The first thing that must be said about visiting the United Arab Emirates is that the traveler does not get a full picture due to the invisibility of migrant workers hidden away in work camps outside the glitz and glamour of cosmopolitan Dubai.
I first visited Dubai in the spring of 1984 and came away from a short two weeks there feeling underwhelmed by what seemed to me a very international city, but also one in which people came from all over the world only to make money, while literature or culture of almost any kind played a minor role. At the end of this March, I returned to Dubai and found an ambitious cosmopolitan center that cannot so easily be dismissed as a literary and cultural backwater. A few days before I arrived there, I read that the first ever International Prize for Arabic Fiction, aka the Arabic Booker, had been awarded in Abu Dhabi, the capital of the UAE, to Bahaa Taher (an Egyptian novelist I have long admired) for his 2007 novel Sunset Oasis. The project was launched by the UAE's Culture Ministry a year ago and gave itself instant credence through the selection of a work by a widely respected novelist of accomplishment. His previous novels in English are Aunt Saffiya and the Monastery (U of California P) and Love in Exile (AUC Press). Like the much talked about Abu Dhabi Guggenheim Museum, the Arabic Booker shows the Emirates' willingness to spend a ton of money on great culture, but what marks the UAE's cultural scene even more is the presence of large amounts of private money in the cultural sector, a rarity in the region. For years now, writers and critics throughout the Arab world have coveted the now prestigious and very lucrative Oweiss Award for lifetime achievement in a literary career, whose winners rank among the most important names in Arabic language writing. If the IPAF has so quickly come to be called the Arabic Booker, I would suggest that the Oweiss award, funded by a private foundation to promote arts and culture, is gaining the status of an Arabic Nobel. The Kelema translation initiative, which I mentioned in my previous post, is also privately funded.
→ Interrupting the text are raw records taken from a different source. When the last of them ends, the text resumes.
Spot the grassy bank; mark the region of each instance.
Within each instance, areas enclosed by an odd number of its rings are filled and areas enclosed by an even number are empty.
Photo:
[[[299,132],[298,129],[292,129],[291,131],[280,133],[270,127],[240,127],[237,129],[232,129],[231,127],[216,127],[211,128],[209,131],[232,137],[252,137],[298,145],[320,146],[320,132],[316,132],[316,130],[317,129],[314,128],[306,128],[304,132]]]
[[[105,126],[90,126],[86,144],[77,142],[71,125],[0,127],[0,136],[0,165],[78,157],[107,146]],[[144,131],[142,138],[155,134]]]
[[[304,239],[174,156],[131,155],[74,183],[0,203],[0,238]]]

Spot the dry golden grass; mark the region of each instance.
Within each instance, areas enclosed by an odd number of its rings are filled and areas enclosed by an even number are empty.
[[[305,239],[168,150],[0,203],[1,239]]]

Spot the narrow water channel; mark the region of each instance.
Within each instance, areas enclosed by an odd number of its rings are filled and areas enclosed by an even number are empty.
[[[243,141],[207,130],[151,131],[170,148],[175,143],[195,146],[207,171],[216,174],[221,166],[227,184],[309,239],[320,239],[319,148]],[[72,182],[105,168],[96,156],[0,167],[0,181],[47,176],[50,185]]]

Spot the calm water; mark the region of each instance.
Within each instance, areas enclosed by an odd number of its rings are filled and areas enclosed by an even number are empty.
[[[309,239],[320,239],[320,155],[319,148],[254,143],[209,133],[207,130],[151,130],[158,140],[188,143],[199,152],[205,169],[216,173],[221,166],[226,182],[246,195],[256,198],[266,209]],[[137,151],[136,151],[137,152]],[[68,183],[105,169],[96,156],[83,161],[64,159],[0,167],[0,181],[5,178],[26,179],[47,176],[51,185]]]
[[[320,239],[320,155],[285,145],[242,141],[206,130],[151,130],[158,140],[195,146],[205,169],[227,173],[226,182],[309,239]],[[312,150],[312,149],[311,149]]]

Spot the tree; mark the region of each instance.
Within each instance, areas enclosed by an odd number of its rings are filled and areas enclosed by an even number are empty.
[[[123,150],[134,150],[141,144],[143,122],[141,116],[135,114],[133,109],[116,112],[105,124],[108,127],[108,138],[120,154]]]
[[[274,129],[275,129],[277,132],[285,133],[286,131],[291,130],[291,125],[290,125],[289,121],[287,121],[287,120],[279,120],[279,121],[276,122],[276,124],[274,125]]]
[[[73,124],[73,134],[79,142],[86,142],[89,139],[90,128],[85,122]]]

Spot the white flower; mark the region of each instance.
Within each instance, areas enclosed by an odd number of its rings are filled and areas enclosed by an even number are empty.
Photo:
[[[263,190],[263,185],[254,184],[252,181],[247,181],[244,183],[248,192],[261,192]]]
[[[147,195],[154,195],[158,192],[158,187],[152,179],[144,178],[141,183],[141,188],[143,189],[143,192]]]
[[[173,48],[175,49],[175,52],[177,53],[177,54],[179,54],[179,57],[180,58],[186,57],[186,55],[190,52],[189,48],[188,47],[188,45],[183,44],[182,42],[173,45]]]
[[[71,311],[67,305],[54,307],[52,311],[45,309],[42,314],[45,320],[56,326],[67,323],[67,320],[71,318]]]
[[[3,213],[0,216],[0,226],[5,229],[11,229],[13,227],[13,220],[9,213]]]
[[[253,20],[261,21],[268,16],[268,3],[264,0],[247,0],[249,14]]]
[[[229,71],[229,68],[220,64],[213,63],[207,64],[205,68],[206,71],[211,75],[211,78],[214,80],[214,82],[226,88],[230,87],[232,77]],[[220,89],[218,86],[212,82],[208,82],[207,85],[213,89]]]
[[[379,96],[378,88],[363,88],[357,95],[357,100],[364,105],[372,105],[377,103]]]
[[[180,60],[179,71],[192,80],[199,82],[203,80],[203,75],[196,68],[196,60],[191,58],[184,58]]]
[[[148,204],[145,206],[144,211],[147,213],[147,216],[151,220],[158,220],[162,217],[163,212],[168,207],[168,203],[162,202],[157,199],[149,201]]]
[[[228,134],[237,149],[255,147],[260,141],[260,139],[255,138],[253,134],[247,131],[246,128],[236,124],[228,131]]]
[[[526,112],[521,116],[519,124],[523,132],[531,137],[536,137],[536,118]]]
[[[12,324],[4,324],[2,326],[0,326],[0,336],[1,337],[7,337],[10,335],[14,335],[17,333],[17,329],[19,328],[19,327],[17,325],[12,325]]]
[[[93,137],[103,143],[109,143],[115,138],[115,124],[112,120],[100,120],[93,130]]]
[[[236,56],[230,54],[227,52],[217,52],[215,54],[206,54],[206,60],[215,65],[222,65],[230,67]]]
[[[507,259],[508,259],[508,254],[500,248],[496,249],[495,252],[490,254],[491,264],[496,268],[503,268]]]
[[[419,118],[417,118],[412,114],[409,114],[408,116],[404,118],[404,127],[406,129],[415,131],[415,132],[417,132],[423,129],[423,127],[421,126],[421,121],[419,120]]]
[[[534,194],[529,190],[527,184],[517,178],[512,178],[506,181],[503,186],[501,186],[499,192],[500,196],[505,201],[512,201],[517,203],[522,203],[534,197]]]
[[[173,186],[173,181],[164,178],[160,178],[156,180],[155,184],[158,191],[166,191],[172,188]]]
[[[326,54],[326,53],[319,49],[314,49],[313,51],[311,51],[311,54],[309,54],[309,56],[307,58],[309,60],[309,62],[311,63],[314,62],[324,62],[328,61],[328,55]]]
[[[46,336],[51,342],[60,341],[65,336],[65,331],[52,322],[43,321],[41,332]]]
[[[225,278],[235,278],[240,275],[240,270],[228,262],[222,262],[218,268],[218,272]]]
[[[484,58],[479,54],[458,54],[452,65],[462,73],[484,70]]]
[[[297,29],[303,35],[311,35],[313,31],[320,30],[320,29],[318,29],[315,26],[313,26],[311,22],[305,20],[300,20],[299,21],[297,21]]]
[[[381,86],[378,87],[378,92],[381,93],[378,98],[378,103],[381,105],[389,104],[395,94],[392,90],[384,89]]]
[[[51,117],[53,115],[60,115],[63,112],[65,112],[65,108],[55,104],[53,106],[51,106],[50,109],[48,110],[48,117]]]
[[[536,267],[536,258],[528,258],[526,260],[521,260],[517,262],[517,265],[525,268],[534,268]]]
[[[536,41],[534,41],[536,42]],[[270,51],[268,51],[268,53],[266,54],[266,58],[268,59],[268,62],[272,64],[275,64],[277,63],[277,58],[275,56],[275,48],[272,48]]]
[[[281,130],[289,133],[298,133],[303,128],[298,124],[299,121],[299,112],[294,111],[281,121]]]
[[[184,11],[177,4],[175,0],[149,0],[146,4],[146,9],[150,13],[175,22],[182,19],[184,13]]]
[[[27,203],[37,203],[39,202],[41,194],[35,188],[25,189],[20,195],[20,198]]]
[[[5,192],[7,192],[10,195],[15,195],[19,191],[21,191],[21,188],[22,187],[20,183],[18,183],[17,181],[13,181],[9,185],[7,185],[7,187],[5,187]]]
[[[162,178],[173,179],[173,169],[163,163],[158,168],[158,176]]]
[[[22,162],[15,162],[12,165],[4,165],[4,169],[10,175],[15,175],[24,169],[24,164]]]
Of course, coming from Cairo, with its 5000 years of civilization and centuries of intellectual and literary activity, it's still hard not to see a certain glitzy superficiality characterizing culture in Dubai, Abu Dhabi and the other Emirates. In this sense, the extreme newness of the cultural scene in the UAE is reminiscent of, well, the United States, which was regarded similarly from across the pond until very recently. In fact, the analogy could be extended. I continually wondered if I wasn't back in the States. The skyscrapers scattered throughout Dubai reminded me of Houston's boast that it has the tallest building in the world outside of a downtown area (and I feel relatively certain after seeing Dubai's skyline that this is an empty boast). Of the dozens of countries I've visited on five different continents, only the UAE can rival the US in cars with automatic transmission and Starbucks on either side of the same street corner. The people I met there all seemed to be working 70- and 80-hour workweeks, just like professionals and academics in the US. One night when my cousin, his partner and I did find time to go out for a drink, he compared the scenesters surrounding us to folks in Los Angeles, where he'd lived for almost twenty years, and where party-goers also tend to 'dress to impress.' Our drive through the Emirate of Sharjah, with its alcohol proscription, put me in mind of the 'dry counties' one is constantly encountering in North Texas, and the immigrant cab drivers that took me to and from the airport made me remember the two years I lived in New York City. Even the Borders bookstore at the Mall of the Emirates was an exact copy of the one about a mile from my apartment in Houston, filled with books in English by and about the Clintons or Bushes. The only difference was two small sections of Arabic books in a far corner. The least busy section in the whole store was the Islamic books; the general reading in Arabic carried a few novels and books of poetry, but also translations from the English of books by Edward Said, Robert Fisk, and Doctor Phil.
All of this makes one wonder where the proponents of a 'clash of civilizations' are going to find another civilization to clash with. And if this is the vanguard of Arab civilization, can it really be too mysterious and alien for its literature to be translated, distributed, reviewed and read in the US?